Currently, the KDIGO guidelines recommend the use of metformin and SGLT2 inhibitors in the treatment of Type 2 diabetes in CKD. From clinical trials, it is now well-known that SGLT2 inhibitors can improve cardiovascular and kidney outcomes, although this was not always thought to be the case. Initially, SGLT2 inhibitors were not recommended due to their low efficacy. However, evidence from the CREDENCE trial¹ showed that these drugs are effective, even in individuals with a low eGFR. The trial demonstrated that the SGLT2 inhibitor canagliflozin reduced the risk of the primary outcome by 30%. Comparing the efficacy of SGLT2 inhibitors with a placebo, renal outcomes were improved at every dose. However, despite reducing the relative risk, there are still numerous patients who progress to end-stage kidney disease after 2.9 years and the primary endpoint remains the same, emphasising the importance of additional treatments.
Since the results of the CREDENCE trial, many scientists have been interested in the mechanism behind canagliflozin. SGLT2 is overexpressed in patients with Type 2 diabetes, resulting in glucose reabsorption. However, with more glucose reabsorption in the nephrons, there is also more sodium ion reabsorption. As a result, fewer sodium ions are delivered to the macular densa and, consequently, this reduces the release of adenosine, promotes vasodilation of the afferent arteriole, leading to intraglomerular pressure and hyperfiltration seen in early diabetes. Inhibiting SGLT2 to restore the tubuloglomerular feedback would reduce glomerular hyperfiltration and preserve kidney function.
Heerspink shared another study, the DAPA-CKD trial,² that tested the effect of dapagliflozin on CKD in patients. The results had a similar positive outcome to the CREDENCE trial, and dapagliflozin reduced the primary and secondary outcomes such as cardiovascular disease. Following this, the speaker evaluated the safety profile of dapagliflozin compared to the placebo. Results showed that more patients with diabetes experienced adverse events and were more likely to discontinue treatment. Surprisingly, dapagliflozin had a greater effect on females than males, but Heerspink cautioned that this could be a chance finding and larger studies need to be performed.
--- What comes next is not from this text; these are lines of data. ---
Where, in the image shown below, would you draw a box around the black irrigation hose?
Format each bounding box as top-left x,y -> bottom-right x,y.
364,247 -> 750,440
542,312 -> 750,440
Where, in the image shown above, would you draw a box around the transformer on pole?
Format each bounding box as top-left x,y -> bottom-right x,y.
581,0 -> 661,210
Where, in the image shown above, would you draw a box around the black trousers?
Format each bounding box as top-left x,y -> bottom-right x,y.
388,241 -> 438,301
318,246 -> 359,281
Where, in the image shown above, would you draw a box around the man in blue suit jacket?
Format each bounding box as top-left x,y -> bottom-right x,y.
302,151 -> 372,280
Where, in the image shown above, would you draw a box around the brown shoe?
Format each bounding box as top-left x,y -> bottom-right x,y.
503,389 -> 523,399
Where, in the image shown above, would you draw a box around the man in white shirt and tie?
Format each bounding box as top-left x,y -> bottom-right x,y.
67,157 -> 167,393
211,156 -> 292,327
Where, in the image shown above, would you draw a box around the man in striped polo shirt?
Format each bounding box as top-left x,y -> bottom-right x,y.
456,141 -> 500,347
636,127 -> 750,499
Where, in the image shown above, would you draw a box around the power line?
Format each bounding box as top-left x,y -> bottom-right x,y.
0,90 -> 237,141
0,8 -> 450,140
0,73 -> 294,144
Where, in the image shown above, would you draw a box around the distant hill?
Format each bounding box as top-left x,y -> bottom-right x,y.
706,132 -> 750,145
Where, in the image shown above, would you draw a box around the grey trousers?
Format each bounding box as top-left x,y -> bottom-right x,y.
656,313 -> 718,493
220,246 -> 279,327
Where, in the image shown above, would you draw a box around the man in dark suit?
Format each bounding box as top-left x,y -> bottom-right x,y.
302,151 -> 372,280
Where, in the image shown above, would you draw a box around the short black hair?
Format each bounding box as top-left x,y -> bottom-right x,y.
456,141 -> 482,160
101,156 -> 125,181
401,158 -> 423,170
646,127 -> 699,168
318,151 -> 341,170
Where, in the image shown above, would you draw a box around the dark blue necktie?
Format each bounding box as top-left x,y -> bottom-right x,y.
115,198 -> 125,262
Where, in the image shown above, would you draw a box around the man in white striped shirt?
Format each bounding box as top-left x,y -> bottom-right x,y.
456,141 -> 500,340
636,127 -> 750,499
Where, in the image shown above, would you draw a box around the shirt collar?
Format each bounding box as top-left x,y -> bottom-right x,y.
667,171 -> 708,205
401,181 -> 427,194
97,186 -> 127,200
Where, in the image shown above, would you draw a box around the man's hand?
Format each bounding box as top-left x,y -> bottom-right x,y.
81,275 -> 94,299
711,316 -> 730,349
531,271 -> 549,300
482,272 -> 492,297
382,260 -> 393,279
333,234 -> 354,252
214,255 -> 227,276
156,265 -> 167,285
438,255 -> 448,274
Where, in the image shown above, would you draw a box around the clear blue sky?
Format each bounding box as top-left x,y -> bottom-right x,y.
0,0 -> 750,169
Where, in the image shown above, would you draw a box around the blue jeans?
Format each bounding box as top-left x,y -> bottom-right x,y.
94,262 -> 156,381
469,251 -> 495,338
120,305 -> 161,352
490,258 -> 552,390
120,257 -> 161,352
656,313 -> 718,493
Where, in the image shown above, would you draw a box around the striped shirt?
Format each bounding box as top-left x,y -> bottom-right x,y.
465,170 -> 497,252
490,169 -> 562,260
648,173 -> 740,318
Moving on, Heerspink reviewed MRAs in Type 2 diabetes, specifically finerenone, which is a novel non-steroidal receptor antagonist. Various factors such as a high-salt diet or oxidative stress can cause activation of receptors, which leads to activation of inflammatory and fibrotic factors leading to renal damage. Blocking the receptors to prevent the binding of the ligand to the receptor would prevent these damaging outcomes. Two large clinical trials, FIDELIO DKD and DIGARD DKD, developed receptor antagonists for blocking this cell signalling pathway. The combined data sets results of 13,000 patients, named FIDELITY, showed that finerenone significantly reduced the risk of the kidney composite outcome by 23% and reduced cardiovascular risk by 14%.
In his concluding remarks, Heerspink shared his suggestion that finerenone and SGLT2 could be combined as one treatment in the future due to their varying benefits. Finally, he concluded that SGLT2 and MRA are effective therapies to reduce renal failure in patients with Type 2 diabetes and expressed his belief that it is important to implement these new findings into future guidelines and clinical practice.